/nyc-parking-violations

detailed analysis and a prediction model

Primary LanguageJupyter Notebook

About the Project

This project begins with ingesting the NYC Parking Violations data from 01-July-2022 to 30-June-2023. It is a freshly launched dataset which can be found on NYC Open Data Portal. It has more than 20 million rows and 40 columns. Cleaning, analyzing and visualising this large dataset from different angles was the inital part of the work, grouping it by date and hour features followed.

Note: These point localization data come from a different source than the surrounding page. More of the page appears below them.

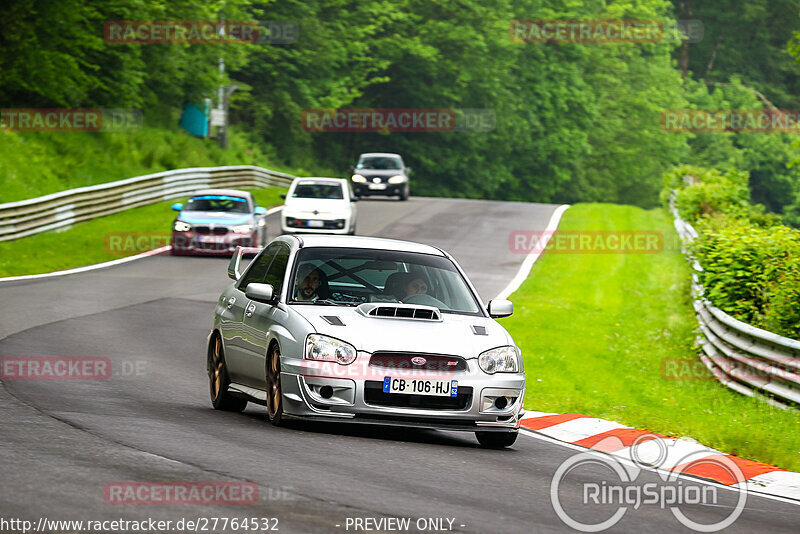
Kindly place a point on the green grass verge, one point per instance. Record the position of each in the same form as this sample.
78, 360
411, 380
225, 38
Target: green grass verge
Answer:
108, 238
596, 331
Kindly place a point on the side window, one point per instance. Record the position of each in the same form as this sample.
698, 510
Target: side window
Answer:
277, 271
258, 270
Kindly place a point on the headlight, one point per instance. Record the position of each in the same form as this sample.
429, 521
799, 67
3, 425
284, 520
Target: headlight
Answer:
500, 360
324, 348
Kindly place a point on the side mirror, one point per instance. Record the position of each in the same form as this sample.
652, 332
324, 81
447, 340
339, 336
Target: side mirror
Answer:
500, 308
259, 292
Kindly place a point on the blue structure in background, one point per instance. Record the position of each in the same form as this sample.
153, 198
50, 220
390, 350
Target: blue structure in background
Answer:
194, 119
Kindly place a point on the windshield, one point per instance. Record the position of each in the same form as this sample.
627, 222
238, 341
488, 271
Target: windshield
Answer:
349, 277
317, 190
379, 163
217, 203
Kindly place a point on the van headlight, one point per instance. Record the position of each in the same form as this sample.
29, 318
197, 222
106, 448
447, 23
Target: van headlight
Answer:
329, 349
500, 360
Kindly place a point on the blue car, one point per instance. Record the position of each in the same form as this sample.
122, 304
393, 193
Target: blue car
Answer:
216, 221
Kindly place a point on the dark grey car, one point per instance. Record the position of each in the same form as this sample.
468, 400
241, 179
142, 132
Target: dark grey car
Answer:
381, 173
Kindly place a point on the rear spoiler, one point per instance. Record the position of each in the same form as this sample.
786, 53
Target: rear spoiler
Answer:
236, 260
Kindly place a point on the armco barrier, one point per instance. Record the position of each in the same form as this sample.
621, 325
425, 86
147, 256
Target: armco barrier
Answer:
747, 359
60, 210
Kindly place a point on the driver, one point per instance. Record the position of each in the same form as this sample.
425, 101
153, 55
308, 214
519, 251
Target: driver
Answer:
417, 286
307, 282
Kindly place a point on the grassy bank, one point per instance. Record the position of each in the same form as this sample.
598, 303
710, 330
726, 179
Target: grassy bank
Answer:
99, 240
600, 333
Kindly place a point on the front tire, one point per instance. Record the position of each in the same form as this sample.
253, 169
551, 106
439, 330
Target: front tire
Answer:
496, 440
274, 392
219, 381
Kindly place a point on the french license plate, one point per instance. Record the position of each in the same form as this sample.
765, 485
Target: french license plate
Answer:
420, 386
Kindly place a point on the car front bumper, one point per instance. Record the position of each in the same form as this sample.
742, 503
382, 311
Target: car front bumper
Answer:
355, 395
364, 190
192, 243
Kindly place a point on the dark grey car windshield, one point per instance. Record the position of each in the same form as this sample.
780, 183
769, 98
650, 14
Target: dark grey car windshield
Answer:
351, 276
379, 164
217, 203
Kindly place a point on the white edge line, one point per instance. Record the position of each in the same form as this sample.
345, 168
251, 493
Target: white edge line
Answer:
106, 264
735, 488
530, 259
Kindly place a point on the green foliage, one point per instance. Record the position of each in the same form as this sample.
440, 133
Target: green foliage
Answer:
751, 262
752, 272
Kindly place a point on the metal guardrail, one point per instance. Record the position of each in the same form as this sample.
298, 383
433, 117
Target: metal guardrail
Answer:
63, 209
747, 359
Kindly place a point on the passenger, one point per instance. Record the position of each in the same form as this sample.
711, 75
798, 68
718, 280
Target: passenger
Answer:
417, 286
307, 283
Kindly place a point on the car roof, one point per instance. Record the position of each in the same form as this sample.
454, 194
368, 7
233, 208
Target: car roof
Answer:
343, 241
319, 178
380, 154
228, 192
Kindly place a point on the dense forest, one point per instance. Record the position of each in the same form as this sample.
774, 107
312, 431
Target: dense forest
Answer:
572, 121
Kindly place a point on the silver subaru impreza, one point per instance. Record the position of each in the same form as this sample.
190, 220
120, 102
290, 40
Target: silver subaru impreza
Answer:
365, 330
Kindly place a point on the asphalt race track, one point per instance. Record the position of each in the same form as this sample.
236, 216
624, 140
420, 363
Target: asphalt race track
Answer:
64, 441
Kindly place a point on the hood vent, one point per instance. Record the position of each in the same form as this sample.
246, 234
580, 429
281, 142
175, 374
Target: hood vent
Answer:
333, 320
400, 311
479, 330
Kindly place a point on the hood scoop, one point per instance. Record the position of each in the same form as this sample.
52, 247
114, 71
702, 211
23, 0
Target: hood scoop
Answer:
400, 311
333, 320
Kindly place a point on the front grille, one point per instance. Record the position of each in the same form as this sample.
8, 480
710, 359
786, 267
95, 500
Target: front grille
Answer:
402, 360
406, 312
373, 394
206, 230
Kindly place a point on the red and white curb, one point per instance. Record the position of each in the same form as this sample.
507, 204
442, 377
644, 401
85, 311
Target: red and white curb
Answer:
632, 444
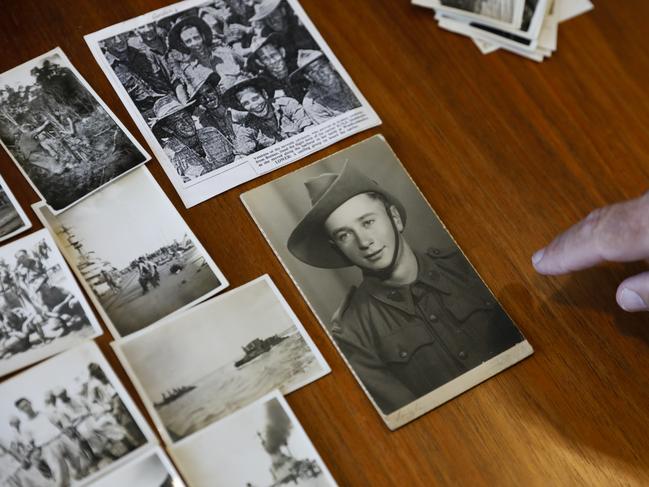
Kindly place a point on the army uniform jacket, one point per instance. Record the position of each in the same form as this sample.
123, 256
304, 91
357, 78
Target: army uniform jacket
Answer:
404, 342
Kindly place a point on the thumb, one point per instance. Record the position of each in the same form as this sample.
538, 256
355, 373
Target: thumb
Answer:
633, 293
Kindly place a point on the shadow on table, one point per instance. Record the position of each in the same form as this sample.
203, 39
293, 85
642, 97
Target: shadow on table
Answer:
595, 289
579, 394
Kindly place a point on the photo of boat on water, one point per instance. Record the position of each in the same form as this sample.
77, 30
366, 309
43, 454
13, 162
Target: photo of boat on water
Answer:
262, 445
243, 345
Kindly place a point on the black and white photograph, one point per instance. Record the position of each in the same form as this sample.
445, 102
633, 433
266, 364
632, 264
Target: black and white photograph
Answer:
60, 134
242, 345
228, 90
152, 469
524, 39
263, 445
13, 219
133, 253
66, 421
42, 309
405, 308
505, 13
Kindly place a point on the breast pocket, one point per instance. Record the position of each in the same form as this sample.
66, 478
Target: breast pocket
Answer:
400, 346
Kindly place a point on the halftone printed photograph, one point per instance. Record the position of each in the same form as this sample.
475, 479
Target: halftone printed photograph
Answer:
134, 254
227, 91
42, 309
64, 139
405, 308
261, 445
243, 344
67, 421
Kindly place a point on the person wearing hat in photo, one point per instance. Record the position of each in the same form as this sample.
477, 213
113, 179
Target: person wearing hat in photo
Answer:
193, 152
209, 109
277, 17
417, 320
327, 95
268, 120
193, 49
268, 60
46, 444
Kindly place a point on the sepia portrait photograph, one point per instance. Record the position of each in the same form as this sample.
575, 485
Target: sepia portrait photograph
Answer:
262, 445
151, 469
201, 365
133, 253
414, 321
504, 13
13, 219
66, 421
227, 90
64, 139
42, 309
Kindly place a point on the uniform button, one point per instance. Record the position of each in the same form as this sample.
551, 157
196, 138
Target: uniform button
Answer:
433, 275
395, 296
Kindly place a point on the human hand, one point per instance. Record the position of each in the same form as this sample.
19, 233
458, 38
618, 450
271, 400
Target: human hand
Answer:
616, 233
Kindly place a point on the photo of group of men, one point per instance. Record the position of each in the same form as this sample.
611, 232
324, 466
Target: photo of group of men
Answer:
67, 433
40, 303
226, 79
58, 132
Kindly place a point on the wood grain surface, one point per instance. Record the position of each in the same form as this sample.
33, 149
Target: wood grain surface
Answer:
508, 152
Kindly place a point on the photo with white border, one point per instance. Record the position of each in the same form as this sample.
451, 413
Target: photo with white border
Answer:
61, 135
407, 311
13, 219
67, 421
263, 444
134, 254
151, 469
42, 309
241, 344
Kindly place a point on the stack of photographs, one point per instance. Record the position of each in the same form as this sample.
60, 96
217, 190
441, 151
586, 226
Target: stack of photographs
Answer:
194, 369
13, 219
227, 91
67, 422
411, 317
528, 28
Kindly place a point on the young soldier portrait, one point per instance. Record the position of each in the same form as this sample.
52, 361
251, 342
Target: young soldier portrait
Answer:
406, 309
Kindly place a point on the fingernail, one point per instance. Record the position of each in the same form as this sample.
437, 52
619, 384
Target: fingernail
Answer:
631, 301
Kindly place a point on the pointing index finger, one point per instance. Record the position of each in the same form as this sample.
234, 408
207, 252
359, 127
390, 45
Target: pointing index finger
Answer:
618, 233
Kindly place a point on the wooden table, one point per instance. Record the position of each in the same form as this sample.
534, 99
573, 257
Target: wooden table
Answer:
508, 152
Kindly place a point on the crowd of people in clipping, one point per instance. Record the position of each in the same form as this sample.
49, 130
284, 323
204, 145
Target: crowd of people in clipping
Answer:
34, 310
75, 434
227, 79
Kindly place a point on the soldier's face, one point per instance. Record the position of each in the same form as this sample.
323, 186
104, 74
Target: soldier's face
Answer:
192, 38
253, 101
362, 229
147, 32
277, 19
272, 59
208, 96
182, 124
321, 72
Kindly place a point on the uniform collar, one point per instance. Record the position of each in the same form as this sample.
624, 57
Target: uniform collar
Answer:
401, 296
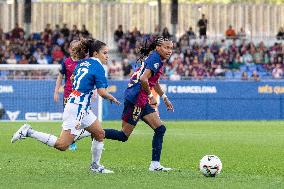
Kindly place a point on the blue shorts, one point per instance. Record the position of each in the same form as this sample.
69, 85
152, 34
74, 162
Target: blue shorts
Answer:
131, 113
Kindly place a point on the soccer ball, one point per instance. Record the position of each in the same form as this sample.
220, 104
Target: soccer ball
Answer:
210, 165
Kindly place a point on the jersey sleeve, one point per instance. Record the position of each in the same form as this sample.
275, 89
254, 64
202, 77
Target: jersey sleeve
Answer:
153, 63
63, 68
100, 78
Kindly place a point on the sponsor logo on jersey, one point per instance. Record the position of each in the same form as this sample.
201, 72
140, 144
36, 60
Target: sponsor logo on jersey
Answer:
13, 115
85, 64
43, 116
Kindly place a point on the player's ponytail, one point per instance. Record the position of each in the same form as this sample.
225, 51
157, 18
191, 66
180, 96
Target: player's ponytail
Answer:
95, 46
79, 49
146, 48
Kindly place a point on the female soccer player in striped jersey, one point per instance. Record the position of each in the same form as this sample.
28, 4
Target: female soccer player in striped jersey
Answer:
89, 74
138, 98
66, 71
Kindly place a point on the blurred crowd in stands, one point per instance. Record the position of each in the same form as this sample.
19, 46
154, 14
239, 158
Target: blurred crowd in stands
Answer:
194, 57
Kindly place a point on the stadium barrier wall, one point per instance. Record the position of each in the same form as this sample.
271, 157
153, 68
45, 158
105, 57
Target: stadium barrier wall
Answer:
261, 19
193, 100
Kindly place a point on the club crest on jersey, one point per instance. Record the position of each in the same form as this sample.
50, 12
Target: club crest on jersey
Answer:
85, 64
156, 65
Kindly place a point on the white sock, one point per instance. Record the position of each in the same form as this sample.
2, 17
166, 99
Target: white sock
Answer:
97, 149
155, 163
83, 135
43, 137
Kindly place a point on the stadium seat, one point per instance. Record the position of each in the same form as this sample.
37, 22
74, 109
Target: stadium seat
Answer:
238, 75
229, 75
36, 36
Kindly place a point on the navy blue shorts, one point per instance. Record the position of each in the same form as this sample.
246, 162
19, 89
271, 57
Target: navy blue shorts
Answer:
131, 113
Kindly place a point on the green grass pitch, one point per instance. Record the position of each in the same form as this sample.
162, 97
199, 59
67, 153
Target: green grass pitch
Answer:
252, 154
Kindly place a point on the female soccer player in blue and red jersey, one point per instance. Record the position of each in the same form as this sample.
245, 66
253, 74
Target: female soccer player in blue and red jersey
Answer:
138, 99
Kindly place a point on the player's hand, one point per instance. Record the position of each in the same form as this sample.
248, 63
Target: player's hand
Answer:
152, 101
114, 100
55, 97
169, 104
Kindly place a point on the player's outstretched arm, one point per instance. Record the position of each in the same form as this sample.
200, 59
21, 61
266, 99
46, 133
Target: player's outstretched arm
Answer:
57, 86
161, 93
103, 93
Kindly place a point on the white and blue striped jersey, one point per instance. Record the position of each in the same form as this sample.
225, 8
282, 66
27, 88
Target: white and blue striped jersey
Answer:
88, 75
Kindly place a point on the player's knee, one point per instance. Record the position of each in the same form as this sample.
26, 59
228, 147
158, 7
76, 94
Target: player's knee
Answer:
61, 146
160, 130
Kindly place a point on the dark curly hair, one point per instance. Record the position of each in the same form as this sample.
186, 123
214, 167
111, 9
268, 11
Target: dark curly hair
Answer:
150, 45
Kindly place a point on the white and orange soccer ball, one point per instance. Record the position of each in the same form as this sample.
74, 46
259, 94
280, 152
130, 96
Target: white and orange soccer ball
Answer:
210, 165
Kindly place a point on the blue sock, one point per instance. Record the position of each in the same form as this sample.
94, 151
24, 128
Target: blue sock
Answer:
157, 142
115, 135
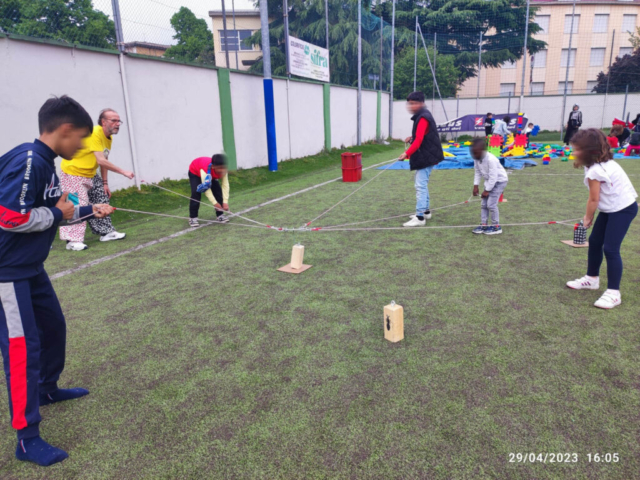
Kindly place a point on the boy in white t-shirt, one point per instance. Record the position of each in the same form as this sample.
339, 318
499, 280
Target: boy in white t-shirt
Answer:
486, 166
611, 192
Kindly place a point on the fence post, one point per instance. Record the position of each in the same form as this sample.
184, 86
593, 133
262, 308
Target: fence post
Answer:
226, 38
566, 78
269, 109
524, 59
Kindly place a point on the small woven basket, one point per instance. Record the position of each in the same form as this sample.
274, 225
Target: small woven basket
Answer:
579, 234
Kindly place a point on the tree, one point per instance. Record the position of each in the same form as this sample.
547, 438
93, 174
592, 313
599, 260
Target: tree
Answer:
623, 72
446, 73
458, 25
195, 41
72, 21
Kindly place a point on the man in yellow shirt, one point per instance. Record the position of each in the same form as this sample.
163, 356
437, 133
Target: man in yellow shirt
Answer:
79, 175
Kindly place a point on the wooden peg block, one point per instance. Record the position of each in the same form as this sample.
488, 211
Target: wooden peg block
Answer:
297, 255
393, 322
296, 265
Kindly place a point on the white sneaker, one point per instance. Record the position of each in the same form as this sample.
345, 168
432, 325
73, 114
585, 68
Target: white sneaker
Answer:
585, 283
112, 236
414, 222
427, 216
76, 246
609, 299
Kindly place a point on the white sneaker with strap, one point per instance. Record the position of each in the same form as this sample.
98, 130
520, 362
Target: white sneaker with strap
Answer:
585, 283
609, 299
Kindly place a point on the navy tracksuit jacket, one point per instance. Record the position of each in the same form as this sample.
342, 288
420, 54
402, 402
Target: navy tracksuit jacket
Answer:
32, 326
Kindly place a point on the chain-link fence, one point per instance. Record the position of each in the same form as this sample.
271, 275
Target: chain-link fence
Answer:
475, 48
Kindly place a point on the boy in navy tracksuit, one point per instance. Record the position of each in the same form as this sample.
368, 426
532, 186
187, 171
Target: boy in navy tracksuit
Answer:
32, 326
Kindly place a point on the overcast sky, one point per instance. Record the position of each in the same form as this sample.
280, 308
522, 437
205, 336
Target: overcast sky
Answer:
148, 20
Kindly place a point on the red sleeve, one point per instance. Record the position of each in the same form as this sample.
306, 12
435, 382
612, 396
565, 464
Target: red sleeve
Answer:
421, 131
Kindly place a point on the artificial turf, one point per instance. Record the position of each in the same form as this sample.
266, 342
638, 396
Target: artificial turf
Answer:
203, 361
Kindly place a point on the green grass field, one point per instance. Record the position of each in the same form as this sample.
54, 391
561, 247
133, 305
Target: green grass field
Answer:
203, 361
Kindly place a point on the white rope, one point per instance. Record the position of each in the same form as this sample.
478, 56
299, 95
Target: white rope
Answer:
355, 191
561, 222
182, 218
231, 214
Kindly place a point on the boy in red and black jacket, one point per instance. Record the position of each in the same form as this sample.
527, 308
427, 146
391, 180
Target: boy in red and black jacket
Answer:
424, 153
32, 325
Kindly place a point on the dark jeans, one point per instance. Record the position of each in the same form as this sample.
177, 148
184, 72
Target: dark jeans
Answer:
196, 197
608, 232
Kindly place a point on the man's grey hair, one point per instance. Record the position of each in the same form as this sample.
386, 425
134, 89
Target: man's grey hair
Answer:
102, 114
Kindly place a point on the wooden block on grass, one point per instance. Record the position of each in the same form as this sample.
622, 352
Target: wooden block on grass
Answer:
296, 265
575, 245
393, 322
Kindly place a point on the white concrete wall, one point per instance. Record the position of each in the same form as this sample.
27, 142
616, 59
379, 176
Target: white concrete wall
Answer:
31, 72
175, 108
176, 113
542, 111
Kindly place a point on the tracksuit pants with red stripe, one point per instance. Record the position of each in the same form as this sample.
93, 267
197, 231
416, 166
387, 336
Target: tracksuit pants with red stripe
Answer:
32, 338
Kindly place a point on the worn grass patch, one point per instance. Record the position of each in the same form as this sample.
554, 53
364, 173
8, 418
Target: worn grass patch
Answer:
203, 361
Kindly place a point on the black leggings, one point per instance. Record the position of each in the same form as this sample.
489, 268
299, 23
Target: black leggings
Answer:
196, 197
606, 237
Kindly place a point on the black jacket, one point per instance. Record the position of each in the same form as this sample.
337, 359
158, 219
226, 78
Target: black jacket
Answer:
430, 151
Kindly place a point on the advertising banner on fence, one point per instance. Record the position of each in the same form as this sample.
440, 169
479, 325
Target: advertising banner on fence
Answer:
308, 60
475, 123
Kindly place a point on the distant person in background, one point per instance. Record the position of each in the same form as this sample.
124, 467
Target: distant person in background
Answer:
501, 127
424, 154
573, 124
634, 142
488, 124
80, 176
622, 133
209, 176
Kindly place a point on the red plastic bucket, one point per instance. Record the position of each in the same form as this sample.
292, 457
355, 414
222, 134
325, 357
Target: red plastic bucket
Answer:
352, 174
351, 160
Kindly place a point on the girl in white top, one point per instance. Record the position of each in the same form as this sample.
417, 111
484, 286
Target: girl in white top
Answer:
611, 192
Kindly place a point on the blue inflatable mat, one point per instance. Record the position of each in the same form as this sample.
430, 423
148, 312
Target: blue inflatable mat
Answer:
463, 163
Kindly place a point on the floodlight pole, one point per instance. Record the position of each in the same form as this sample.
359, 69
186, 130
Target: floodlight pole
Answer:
479, 70
359, 134
415, 57
435, 57
524, 58
606, 92
269, 108
393, 34
566, 78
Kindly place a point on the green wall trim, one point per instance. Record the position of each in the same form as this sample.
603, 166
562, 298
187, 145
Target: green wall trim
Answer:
379, 118
326, 91
226, 115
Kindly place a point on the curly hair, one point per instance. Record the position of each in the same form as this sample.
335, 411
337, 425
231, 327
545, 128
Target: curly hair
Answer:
616, 130
594, 146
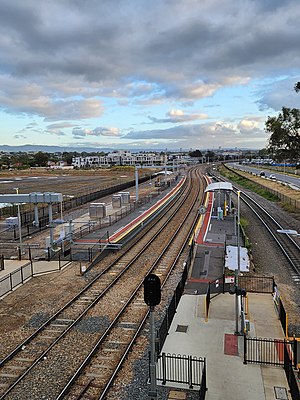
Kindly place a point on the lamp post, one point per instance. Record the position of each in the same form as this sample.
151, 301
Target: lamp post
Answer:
238, 269
19, 223
291, 232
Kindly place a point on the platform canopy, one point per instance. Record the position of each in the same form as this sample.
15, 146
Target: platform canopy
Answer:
219, 186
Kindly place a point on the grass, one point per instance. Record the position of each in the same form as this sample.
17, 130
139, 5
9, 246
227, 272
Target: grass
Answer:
248, 184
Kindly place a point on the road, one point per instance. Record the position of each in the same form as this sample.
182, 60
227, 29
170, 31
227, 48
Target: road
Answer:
291, 180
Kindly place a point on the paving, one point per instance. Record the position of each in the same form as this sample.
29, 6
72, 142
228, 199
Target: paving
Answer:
228, 378
213, 337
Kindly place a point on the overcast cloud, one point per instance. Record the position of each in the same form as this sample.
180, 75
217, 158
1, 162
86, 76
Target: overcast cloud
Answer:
106, 69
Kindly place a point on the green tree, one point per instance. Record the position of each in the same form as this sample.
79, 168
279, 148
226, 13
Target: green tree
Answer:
41, 159
284, 142
195, 153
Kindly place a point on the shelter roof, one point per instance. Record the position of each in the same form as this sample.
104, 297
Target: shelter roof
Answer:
219, 186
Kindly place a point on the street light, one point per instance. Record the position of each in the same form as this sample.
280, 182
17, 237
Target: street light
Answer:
291, 232
19, 222
238, 269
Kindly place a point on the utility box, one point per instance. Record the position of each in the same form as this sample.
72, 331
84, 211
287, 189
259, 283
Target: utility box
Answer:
125, 196
97, 210
116, 201
10, 222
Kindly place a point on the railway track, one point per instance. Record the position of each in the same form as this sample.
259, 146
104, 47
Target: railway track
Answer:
51, 361
289, 247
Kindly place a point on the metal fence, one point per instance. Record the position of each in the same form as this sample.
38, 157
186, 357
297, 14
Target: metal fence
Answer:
265, 351
190, 370
25, 272
274, 352
257, 284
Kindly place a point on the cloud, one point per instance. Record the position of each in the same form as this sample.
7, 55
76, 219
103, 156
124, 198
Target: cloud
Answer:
64, 61
178, 116
276, 94
213, 134
100, 131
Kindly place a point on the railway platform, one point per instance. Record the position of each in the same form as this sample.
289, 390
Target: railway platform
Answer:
194, 333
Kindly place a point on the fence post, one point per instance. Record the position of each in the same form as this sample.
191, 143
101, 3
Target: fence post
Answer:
245, 349
190, 371
223, 278
295, 351
163, 362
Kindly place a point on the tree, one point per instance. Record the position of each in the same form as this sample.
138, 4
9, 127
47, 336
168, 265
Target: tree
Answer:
297, 87
284, 142
41, 159
195, 153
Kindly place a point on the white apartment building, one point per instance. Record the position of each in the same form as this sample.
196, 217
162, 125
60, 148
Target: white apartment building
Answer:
119, 158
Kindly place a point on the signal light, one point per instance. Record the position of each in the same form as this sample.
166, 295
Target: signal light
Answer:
152, 291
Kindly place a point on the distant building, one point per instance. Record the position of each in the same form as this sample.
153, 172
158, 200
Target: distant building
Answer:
119, 158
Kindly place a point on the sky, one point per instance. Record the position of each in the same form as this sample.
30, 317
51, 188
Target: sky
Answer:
134, 74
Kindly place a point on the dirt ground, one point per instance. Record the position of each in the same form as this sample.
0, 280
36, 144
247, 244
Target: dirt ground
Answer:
67, 182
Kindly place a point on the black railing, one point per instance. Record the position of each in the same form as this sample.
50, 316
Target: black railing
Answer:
289, 372
280, 352
188, 370
166, 322
265, 351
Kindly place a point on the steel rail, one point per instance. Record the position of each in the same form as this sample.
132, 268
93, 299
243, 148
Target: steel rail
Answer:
48, 322
286, 243
142, 322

Soon after, I ingested another dataset containing hourly weather data for respective dates. Cleaning this dataset was once again crucial before merging it with Parking Violations. This merge let me answer an important question I had planned to ask to my dataframe prior to starting my analysis: "Are weather conditions, spesifically rain, assosicated with the number of parking violations?". I approached this question from various perspectives to find the answers I needed. Although the results surprised me, I believe I can say that I was content with my findings.

Last part of the project consisted of training a machine learning model to predict hourly parking violation counts. It was mostly about preparing the features to be trained and trying different algorithms.

Almost every code I wrote is followed by my comments on what I did, how I did it and the difficulties I had. I tried to be as open as I could during this whole project.

My problems which I set out to solve, how I dealt with them, the difficult parts, things I couldn't perform and the reasons of all can be found at the bottom of this notebook, below the project. I also included a section where I gave brief information about the resources I used and the time it took for me to finish this project.